Table 3 presents the risk of death for patients with short stature at dialysis initiation. The crude death rate for individuals <-2.5 SD below age norms was 14.7% (84/573) compared with 6.1% (105/1733) in the patients with height closer to the normal range. Because young patient age has been shown to be an important risk factor for mortality, we also performed an analysis stratified by age group. Poor growth was a risk factor for death in both the young (age <1 year) and older age group (Fig 1). The risk of death associated with short stature persisted in an analysis of mortality after adjustment for age, race, modality, diagnosis, and wait list status (Table 3). Children initiating dialysis with height z score <-2.5 were more than twice as likely to die during follow-up than patients with height in the normal range (adjusted relative hazard [RH]: 2.07; 95% confidence interval [CI]: 1.53–2.79).
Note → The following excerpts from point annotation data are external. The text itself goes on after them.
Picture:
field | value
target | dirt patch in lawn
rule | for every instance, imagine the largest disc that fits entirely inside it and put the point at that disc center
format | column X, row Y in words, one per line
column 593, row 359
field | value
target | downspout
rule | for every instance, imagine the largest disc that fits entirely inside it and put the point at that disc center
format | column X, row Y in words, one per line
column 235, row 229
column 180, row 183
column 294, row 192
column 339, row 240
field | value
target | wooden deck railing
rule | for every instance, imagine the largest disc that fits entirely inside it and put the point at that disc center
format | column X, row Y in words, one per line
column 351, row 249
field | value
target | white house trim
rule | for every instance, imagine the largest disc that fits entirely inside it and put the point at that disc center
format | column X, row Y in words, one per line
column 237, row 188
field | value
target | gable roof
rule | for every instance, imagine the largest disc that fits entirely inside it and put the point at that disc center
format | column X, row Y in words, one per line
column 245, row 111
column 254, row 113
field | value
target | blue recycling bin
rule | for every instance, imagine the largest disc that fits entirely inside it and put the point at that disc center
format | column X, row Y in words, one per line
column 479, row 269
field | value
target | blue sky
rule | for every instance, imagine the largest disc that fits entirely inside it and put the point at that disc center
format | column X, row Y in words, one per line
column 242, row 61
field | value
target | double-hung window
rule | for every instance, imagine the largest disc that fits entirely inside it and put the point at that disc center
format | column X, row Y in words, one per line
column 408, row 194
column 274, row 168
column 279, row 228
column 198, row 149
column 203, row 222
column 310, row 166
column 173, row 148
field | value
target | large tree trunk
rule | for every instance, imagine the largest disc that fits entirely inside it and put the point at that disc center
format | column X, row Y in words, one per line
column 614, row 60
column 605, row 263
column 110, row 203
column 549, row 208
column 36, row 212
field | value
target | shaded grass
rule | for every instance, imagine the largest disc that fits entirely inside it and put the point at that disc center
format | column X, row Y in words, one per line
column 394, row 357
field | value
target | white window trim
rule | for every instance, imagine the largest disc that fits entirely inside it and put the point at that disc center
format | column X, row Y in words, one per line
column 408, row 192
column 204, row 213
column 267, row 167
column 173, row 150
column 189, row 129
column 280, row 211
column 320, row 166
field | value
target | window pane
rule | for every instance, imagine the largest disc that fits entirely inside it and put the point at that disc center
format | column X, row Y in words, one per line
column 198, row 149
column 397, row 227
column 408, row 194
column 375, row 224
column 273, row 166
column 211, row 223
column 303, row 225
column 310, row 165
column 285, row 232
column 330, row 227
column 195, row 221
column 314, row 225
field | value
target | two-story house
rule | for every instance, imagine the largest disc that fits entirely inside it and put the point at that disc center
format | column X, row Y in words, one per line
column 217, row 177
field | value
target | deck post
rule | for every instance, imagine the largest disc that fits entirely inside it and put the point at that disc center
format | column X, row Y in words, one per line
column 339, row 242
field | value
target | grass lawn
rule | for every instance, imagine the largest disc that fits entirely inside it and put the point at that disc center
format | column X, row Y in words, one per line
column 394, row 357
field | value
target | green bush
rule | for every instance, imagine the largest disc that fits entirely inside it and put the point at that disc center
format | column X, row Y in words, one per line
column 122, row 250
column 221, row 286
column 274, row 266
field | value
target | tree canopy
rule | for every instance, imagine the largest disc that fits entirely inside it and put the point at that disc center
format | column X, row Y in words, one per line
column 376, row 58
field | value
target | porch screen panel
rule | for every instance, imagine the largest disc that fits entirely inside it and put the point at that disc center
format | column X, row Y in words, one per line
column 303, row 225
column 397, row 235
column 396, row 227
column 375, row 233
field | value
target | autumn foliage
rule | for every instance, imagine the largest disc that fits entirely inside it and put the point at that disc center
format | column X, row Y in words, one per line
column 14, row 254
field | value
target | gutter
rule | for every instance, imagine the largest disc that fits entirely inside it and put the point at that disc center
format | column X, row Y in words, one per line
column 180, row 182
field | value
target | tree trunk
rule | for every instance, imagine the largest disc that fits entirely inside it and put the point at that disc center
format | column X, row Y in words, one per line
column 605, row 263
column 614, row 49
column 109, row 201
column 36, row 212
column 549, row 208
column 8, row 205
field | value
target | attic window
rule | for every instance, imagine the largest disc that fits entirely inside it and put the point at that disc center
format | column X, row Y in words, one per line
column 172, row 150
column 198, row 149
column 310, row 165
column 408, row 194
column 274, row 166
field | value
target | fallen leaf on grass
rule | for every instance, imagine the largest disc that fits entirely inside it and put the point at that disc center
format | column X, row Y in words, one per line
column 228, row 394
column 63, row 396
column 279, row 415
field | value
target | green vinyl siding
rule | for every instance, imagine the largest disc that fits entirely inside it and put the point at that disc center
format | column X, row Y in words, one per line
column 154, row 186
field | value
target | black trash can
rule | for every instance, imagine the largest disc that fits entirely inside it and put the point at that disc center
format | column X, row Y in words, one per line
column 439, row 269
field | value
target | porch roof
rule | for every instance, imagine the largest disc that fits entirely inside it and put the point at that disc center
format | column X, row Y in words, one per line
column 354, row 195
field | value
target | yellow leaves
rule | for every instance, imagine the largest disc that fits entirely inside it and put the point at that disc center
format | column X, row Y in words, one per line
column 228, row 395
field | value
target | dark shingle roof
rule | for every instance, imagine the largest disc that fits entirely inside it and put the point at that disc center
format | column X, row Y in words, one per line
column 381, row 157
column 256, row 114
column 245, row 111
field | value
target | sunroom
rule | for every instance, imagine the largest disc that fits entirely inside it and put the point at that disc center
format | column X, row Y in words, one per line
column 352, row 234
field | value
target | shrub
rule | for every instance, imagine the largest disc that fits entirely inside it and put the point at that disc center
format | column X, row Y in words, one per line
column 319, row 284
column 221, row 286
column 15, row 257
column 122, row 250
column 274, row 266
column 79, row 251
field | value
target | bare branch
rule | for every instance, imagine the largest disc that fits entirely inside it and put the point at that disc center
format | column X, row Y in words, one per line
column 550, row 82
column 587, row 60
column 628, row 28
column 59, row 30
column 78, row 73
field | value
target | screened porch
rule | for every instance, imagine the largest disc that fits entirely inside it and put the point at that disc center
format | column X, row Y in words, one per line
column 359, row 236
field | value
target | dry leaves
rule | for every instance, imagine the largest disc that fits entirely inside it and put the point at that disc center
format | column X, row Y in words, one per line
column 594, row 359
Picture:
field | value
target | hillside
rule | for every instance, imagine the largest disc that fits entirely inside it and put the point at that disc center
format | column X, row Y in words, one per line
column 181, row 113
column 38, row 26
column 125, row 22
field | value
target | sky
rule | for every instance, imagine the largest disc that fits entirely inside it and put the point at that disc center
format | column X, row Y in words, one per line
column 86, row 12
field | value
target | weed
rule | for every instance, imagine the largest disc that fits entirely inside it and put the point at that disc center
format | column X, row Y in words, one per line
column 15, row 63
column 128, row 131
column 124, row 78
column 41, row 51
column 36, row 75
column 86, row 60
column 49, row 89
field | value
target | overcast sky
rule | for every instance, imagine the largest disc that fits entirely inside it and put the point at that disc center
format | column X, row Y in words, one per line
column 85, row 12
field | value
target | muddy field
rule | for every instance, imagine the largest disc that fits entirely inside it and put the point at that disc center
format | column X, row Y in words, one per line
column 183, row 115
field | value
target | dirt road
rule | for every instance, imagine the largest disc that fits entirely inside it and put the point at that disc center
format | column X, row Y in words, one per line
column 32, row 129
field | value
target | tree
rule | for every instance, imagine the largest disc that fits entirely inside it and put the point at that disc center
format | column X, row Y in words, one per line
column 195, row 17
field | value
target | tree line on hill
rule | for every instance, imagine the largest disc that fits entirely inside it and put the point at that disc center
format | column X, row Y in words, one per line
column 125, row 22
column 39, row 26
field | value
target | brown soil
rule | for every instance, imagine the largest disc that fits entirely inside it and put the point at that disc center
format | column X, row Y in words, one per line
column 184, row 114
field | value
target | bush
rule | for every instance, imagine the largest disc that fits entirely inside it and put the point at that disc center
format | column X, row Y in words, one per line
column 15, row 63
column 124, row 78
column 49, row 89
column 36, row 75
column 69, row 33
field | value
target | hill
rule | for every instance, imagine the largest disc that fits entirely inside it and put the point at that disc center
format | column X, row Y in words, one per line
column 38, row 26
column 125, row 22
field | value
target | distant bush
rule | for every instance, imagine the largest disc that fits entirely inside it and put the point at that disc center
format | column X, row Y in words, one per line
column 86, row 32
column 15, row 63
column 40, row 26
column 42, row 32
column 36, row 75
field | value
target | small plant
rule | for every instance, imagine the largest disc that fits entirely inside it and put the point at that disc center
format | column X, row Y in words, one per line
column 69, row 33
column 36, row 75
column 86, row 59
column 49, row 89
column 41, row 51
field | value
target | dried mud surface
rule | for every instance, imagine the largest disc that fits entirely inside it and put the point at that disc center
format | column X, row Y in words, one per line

This result was virtually unchanged when treatment era was considered, and treatment era was not significant predictor of survival. A similar result was observed when stature is used as a continuous variable with a relative hazard of 0.88 (P = .002) per SD increase in stature. Age <1 year was also a strong independent risk factor for death. Infants initiating dialysis at <1-year-old were >3 times as likely to die as were older children (adjusted RH 3.07; 95% CI: 2.28–4.12). This was true even if other patient characteristics—height, race, gender, and grouped cause of ESRD—were identical. In addition, compared with children with structural causes of ESRD, children with "other" causes of ESRD had an increased risk of death (adjusted RH 1.91; 95% CI: 1.34–2.71). This category is heterogeneous and includes systemic immunologic disease, polycystic kidney disease, congenital nephrotic syndrome, cystinosis, and Denys Drash. Each cause within the category is relatively small, allowing for only imprecise estimates of the relative risk associated with each one of these diagnoses.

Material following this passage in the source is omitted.